On visiting the State Penitentiary, the keeper hesitated about allowing me admittance. Said he: "I am afraid you'll give a bad report of us, as did Miss Dix, who gave us a bad name, and I thought of her as you entered my office. You look like her, and I am afraid of you. You know we don't have our prisons like yours of the North, like grand palaces, with flower-yards; and I reckon I had better not let you in." I told him I perceived they were rebuilding the part burned awhile ago, and would make due allowance for bad house-keeping.
"Well, if you'll do that, I reckon I'll have to risk you, for you'll see we are whitewashing the old cells and other parts of the prison, and then you must make allowance for its age. It was built in 1800, and is the first penitentiary in the world, and you Northerners have had all these sixty-five years to improve in, and then your gardens about your prisons are all so grand that I am a little afraid of your report. But, steward, you may take her through, and well see what she'll do for us."

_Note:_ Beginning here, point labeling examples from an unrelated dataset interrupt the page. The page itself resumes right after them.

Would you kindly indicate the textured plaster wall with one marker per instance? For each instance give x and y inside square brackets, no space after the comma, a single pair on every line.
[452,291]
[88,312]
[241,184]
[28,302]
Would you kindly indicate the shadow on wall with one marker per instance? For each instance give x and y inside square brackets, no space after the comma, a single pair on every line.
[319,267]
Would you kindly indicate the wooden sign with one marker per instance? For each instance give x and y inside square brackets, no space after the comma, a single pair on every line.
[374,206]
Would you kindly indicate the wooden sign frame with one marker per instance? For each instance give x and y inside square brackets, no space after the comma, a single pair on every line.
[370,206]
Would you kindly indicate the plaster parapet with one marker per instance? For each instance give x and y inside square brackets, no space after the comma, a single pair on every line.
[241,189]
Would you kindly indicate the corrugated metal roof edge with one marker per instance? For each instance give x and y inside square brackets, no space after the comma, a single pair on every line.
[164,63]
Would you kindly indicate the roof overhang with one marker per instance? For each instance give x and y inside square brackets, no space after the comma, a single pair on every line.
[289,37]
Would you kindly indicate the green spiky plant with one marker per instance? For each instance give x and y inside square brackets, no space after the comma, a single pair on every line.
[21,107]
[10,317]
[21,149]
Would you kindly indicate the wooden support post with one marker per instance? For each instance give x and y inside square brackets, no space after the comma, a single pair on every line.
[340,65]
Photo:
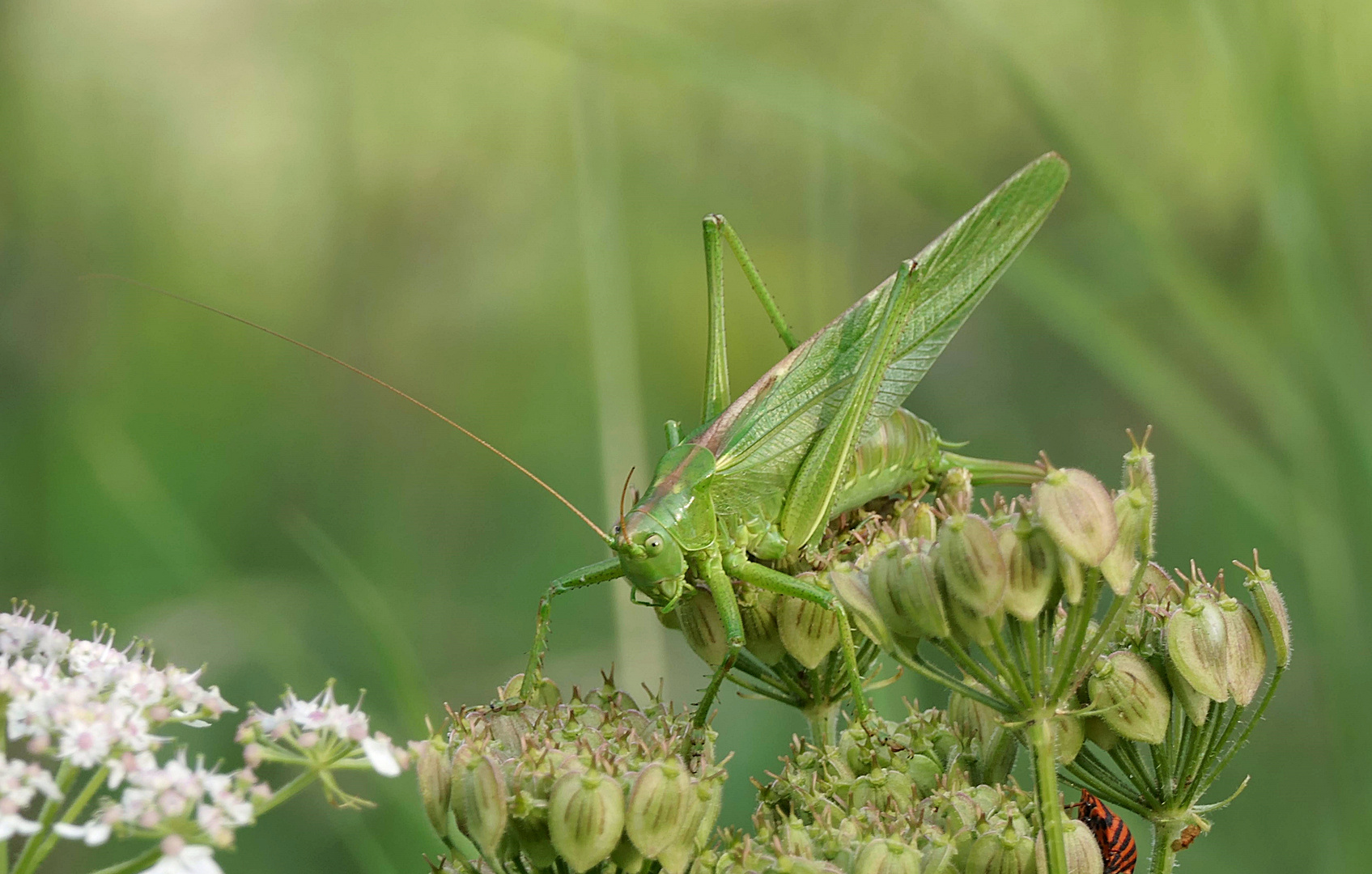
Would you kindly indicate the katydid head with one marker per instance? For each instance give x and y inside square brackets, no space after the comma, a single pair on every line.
[673,519]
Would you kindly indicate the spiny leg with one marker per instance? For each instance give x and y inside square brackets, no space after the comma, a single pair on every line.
[771,579]
[580,578]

I discovered a contrast, it is true. But, as in other places in the South, they seem a century behind the times. I found here, as in our State prisons, a majority of the convicts were left orphans in childhood. The number of inmates was at that time two hundred and twenty-four. I called on the general in command to inquire for Oliver Williams, whose wife requested me to see if I could find him. She was in Washington, D. C., and had not heard from him for a long while. I found he had been sentenced to three months imprisonment to hard labor, with ball and chain, but the time had now expired. The general referred me to Fortress Monroe, as the military prisoners had been removed to that prison. He advised me to call on Governor Pierpont, who gave the same reference, and gave me some interesting items concerning this State. He said that, but for slavery, Virginia would have been one of the richest States in the Union in mines. Colored men were then making a dollar a day in gathering gold dust without the facilities of enterprising men with capital. There were also silver, copper, nickel, and a fine quality of kaolin or porcelain clay. He exhibited a specimen of each metal, and two bowls made of the native kaolin, a very fine material. To show the absorbing interest in slave-dealing he gave the figures of income, as shown during the discussions in their State Convention in 1861. The Metropolitan Press reported that "the income from slaves for the last twenty years amounted to twenty millions of dollars annually, and from all other products eight million dollars annually." This Governor Pierpont believed to be a true estimate.
I called at Sarah E. Smiley's Teachers' Home. Here I found Rachel Snell, daughter of Richard Snell of Lockport, New York, my old childhood home. With this group of kindred spirits I spent a refreshing season during a hard rain.